Maybe if we put enough sticks on the grill, the fire will stay lit. Sorry Uncle Jeff - didn't mean to poke you in the face.



Tough times call for tough measures. Maybe Cowboy Ellis can help out.



Now the funniest thing about this entire process, is that Jeff's mission was to grill 13-14 steaks that were EACH almost as big as the grill itself, on this tiny thing. And everyone who walked outside asked Jeff the same question - myself included - "How are you going to grill all those steaks on that thing?"

Although he laughs about it now, at the time, Jeff did not find this whole process nearly as funny as I, and did not appreciate my uncontrollable giggling from the sidelines. But 3 hours later, the man prevailed over the meat, and we sat down to a delicious dinner of perfectly flame grilled steaks - all cooked in the grill used to burn trash - we later discovered. Gotta love country life.

The best part about being at the farm is the cows. I love cows - and I wish they loved me back. Unfortunately they seem to have a very strong aversion to my Victoria's Secret Lovespell lotion - although I did get to pat a few of the babies on the head this time.



Anytime we're out in the yard, all of the cows run up to the fence closest to where we're gathered.

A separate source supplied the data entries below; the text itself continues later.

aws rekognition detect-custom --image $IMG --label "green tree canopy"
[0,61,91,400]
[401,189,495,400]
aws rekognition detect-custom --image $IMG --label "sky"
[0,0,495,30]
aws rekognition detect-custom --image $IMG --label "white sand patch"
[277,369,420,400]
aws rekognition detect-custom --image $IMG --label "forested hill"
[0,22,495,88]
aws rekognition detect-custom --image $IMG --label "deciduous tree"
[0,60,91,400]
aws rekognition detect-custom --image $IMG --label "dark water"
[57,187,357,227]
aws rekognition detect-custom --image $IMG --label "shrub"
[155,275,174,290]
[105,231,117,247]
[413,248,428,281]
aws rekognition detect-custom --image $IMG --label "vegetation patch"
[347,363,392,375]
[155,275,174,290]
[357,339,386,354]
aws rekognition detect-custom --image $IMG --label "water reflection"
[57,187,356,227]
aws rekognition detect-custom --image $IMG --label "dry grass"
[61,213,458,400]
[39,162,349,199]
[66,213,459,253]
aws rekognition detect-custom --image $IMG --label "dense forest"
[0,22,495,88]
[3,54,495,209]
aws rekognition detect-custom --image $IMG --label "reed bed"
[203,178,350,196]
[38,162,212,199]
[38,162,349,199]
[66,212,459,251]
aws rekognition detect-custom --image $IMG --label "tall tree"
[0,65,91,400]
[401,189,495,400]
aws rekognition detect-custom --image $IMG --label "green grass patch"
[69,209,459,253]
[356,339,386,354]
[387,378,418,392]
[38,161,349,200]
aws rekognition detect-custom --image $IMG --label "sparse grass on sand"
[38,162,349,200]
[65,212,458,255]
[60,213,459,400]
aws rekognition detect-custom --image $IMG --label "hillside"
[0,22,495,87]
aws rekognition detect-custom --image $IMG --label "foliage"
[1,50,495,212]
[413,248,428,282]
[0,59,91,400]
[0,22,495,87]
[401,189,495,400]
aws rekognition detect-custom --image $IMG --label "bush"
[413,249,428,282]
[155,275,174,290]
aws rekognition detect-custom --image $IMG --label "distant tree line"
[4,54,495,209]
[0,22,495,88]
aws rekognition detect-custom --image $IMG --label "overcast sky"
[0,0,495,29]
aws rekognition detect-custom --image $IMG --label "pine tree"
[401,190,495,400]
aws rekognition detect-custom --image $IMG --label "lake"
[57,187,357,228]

Bovine teenagers verses 4 year old Chey.



I wonder if this is one of the calves we worked with at christmas. He or she doesn't seem to mind my lotion.



If only the Smith's had horses - I'm still trying to talk Cowboy Ellis into buying a few. After all, you're technically not a cowboy unless you own a horse.

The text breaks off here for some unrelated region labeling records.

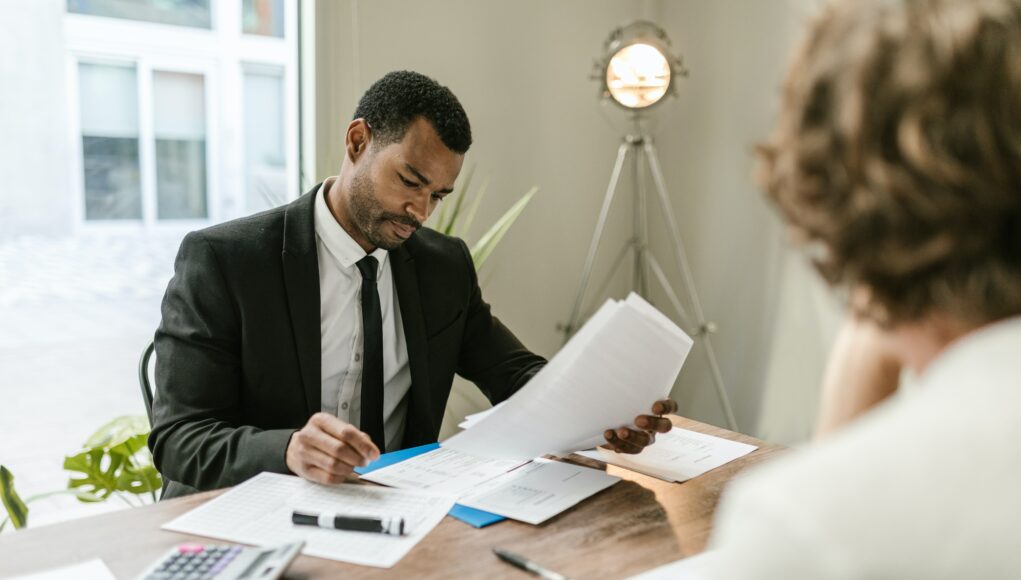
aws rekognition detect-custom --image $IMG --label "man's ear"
[344,118,373,161]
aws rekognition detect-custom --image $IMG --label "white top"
[697,318,1021,580]
[314,187,411,452]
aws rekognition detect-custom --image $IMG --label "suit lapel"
[281,184,323,417]
[390,237,439,444]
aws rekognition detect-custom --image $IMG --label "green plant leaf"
[472,186,539,270]
[458,179,489,238]
[436,165,475,236]
[64,416,162,501]
[0,466,29,530]
[117,465,163,495]
[63,448,125,502]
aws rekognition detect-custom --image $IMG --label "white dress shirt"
[697,318,1021,580]
[314,182,411,451]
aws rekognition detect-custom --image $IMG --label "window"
[152,70,208,220]
[67,0,212,29]
[241,0,284,38]
[79,62,142,220]
[244,66,287,211]
[65,0,300,231]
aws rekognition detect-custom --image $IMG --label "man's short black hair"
[354,70,472,154]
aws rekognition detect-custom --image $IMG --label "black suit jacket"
[149,186,545,497]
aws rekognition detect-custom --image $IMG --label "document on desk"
[162,473,454,568]
[441,293,692,461]
[457,458,621,524]
[361,448,620,524]
[578,427,759,482]
[361,447,528,497]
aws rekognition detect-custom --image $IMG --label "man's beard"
[349,166,422,251]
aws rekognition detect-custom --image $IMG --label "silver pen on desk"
[493,547,568,580]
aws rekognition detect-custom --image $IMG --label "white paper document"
[578,427,759,481]
[163,473,454,568]
[361,448,528,497]
[457,458,620,524]
[13,558,116,580]
[442,293,692,461]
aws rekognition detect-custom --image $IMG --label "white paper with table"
[162,473,454,568]
[442,293,692,461]
[361,448,620,524]
[578,427,758,482]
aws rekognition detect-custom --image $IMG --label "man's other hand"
[602,399,677,453]
[285,413,380,484]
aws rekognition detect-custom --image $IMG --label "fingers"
[652,398,677,415]
[305,449,354,484]
[308,413,380,462]
[285,413,379,484]
[307,431,369,467]
[602,427,655,453]
[635,415,674,433]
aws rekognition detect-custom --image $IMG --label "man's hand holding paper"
[443,294,692,460]
[602,399,677,453]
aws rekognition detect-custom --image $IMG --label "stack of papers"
[163,473,454,568]
[578,427,759,482]
[361,448,620,524]
[442,293,692,461]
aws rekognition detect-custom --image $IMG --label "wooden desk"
[0,418,783,580]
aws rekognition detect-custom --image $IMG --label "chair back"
[138,340,156,426]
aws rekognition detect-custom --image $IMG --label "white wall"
[0,0,74,239]
[317,0,835,441]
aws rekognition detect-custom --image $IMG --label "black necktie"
[357,255,386,453]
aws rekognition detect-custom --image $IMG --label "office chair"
[138,340,156,425]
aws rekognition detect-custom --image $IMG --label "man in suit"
[149,71,676,497]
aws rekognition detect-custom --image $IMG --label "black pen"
[493,547,568,580]
[291,512,404,536]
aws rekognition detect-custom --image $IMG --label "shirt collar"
[314,180,389,276]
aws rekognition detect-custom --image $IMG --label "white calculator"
[138,542,304,580]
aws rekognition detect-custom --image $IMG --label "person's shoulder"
[182,205,288,256]
[192,205,287,243]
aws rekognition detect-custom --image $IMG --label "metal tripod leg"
[643,139,737,431]
[564,140,632,340]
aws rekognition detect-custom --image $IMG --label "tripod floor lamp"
[562,20,737,431]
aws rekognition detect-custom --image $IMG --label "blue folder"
[354,443,506,528]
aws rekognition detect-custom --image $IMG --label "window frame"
[63,0,301,232]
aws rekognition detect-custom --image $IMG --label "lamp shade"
[597,20,685,109]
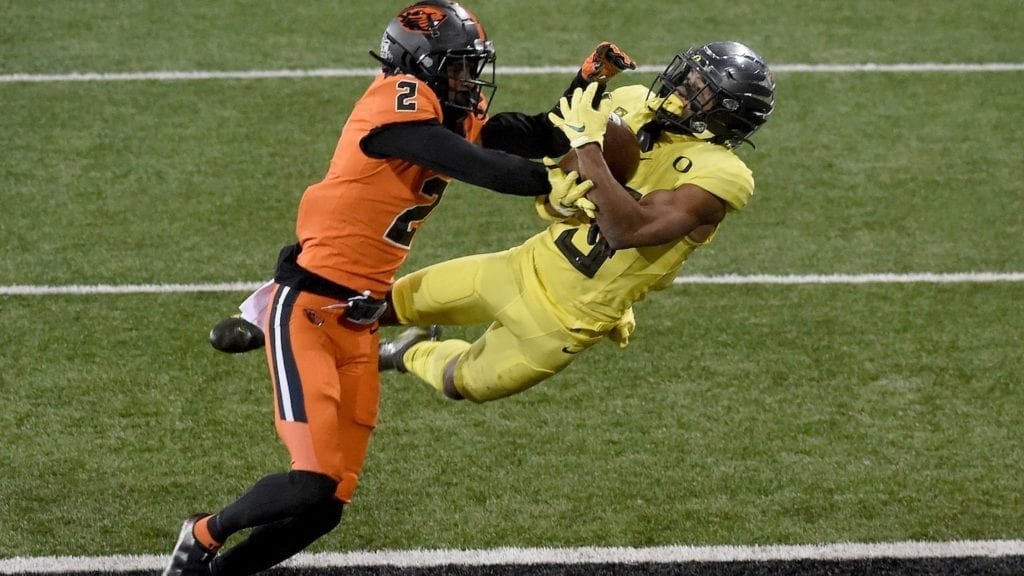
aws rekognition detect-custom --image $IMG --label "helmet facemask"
[370,0,497,119]
[648,42,775,148]
[424,40,498,116]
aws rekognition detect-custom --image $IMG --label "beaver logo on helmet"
[398,4,447,33]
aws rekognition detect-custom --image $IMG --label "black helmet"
[370,0,497,115]
[650,42,775,148]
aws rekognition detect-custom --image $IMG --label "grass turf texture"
[0,1,1024,557]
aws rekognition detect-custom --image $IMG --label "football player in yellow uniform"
[380,42,775,402]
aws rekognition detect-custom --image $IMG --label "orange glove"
[580,42,637,83]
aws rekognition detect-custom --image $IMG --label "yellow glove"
[575,194,597,220]
[580,42,637,83]
[548,82,611,148]
[544,158,594,218]
[608,306,637,348]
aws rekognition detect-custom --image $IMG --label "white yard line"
[0,540,1024,574]
[0,63,1024,84]
[0,272,1024,296]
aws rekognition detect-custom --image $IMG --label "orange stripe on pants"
[266,287,380,502]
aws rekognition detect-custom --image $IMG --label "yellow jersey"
[519,86,754,331]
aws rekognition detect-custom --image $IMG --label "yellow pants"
[393,243,604,402]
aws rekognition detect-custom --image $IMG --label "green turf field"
[0,0,1024,558]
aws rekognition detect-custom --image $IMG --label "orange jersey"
[295,74,483,297]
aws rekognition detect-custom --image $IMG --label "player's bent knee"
[288,470,338,513]
[456,362,556,404]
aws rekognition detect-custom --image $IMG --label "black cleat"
[377,324,441,373]
[210,316,263,354]
[161,513,217,576]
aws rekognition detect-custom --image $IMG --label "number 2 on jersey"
[384,177,447,248]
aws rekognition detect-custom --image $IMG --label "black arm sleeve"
[359,120,551,196]
[480,72,604,158]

So what does a cowgirl do during her weekend at the farm - besides laugh at her husband trying to grill steaks? Cook of course - although the picture below is from our own farm. I'm not sure that's really a cowgirl responsibility, but when you have 13 mouths to feed, well you don't really have much choice. So when I wasn't out trying to play with the cows, I was in the kitchen cooking and cleaning. I guess my dreams of commandeering the countryside with my faithful steed will have to wait for another day.

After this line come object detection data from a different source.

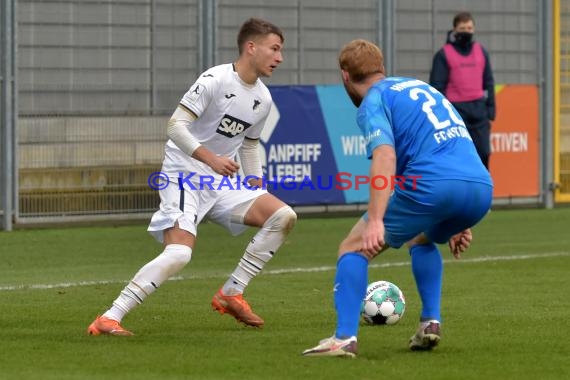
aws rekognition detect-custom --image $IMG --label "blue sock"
[410,243,443,321]
[334,252,368,338]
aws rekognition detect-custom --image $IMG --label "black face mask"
[455,32,473,46]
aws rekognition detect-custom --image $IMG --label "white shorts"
[148,177,267,243]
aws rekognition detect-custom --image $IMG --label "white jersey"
[162,63,272,177]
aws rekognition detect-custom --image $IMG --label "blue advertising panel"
[261,85,370,205]
[316,85,370,203]
[261,86,345,205]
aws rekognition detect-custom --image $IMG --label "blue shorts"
[363,180,493,248]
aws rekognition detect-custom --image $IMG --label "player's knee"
[265,206,297,234]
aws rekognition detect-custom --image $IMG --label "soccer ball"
[360,281,406,325]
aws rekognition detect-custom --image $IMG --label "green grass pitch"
[0,208,570,380]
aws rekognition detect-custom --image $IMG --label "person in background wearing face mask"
[429,12,495,169]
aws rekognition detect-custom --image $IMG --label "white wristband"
[239,138,263,178]
[166,107,201,156]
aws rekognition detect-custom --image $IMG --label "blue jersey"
[357,77,492,185]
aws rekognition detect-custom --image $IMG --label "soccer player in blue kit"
[303,40,493,357]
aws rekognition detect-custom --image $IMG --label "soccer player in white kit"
[87,18,297,336]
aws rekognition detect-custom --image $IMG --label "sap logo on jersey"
[216,114,251,138]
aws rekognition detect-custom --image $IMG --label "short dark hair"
[237,17,285,54]
[453,12,475,28]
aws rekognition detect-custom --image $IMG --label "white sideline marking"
[0,252,570,292]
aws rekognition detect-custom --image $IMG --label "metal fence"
[555,0,570,201]
[0,0,543,227]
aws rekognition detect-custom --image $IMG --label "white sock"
[222,206,297,296]
[103,244,192,322]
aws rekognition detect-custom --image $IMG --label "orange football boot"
[212,289,265,327]
[87,315,134,336]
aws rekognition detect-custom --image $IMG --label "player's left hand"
[449,228,473,259]
[362,219,386,259]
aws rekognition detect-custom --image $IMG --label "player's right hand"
[209,156,239,177]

I also experienced my first bull standoff that weekend. Lisa, Amy and I were visiting in the den around 9pm Saturday night when we heard the most awful noise - it sounded like one of the cows was dying. We all ran outside, and found the guys casually sitting on the swing, smoking cigars.

"Did you not hear that??" I said.

"Yeah, that's just the bull," Jeff casually remarked.

"Is he dying? I mean it sounds like something is wrong."

"No, he's just marking his territory, or so to speak. The neighbor's bull is trying to pick a fight."

"Well we need to get him away from the fence," Jeff's mom breaks in. "He'll walk through the barbwire in a heartbeat, and then we'll have a mess on our hands."

So my cowboy husband casually unfolds himself from the swing, grabs a flashlight, and starts walking toward the fence - like breaking up bullfights is something he does everyday.

"Be careful please!! He could come right through the fence at you (as if he wasn't already aware of this)" I croak, as he saunters over to the fence, where the bull is rooting around only feet away. And then my cowboy husband shines the light right in the bull's eyes and starts clapping, of all things. And after a brief minute of protest, the bull, and what sounds like the rest of the herd, takes off thundering down the pasture. Jeff then walks over to the neighbor's fence and repeats the same process with his bull, who picked the fight in the first place.

Evidently this happens every so often, and you have to address is immediately, because if the bulls ever figure out they can walk right through the fence, well then it's kind of like country Armageddon. Gotta love country life!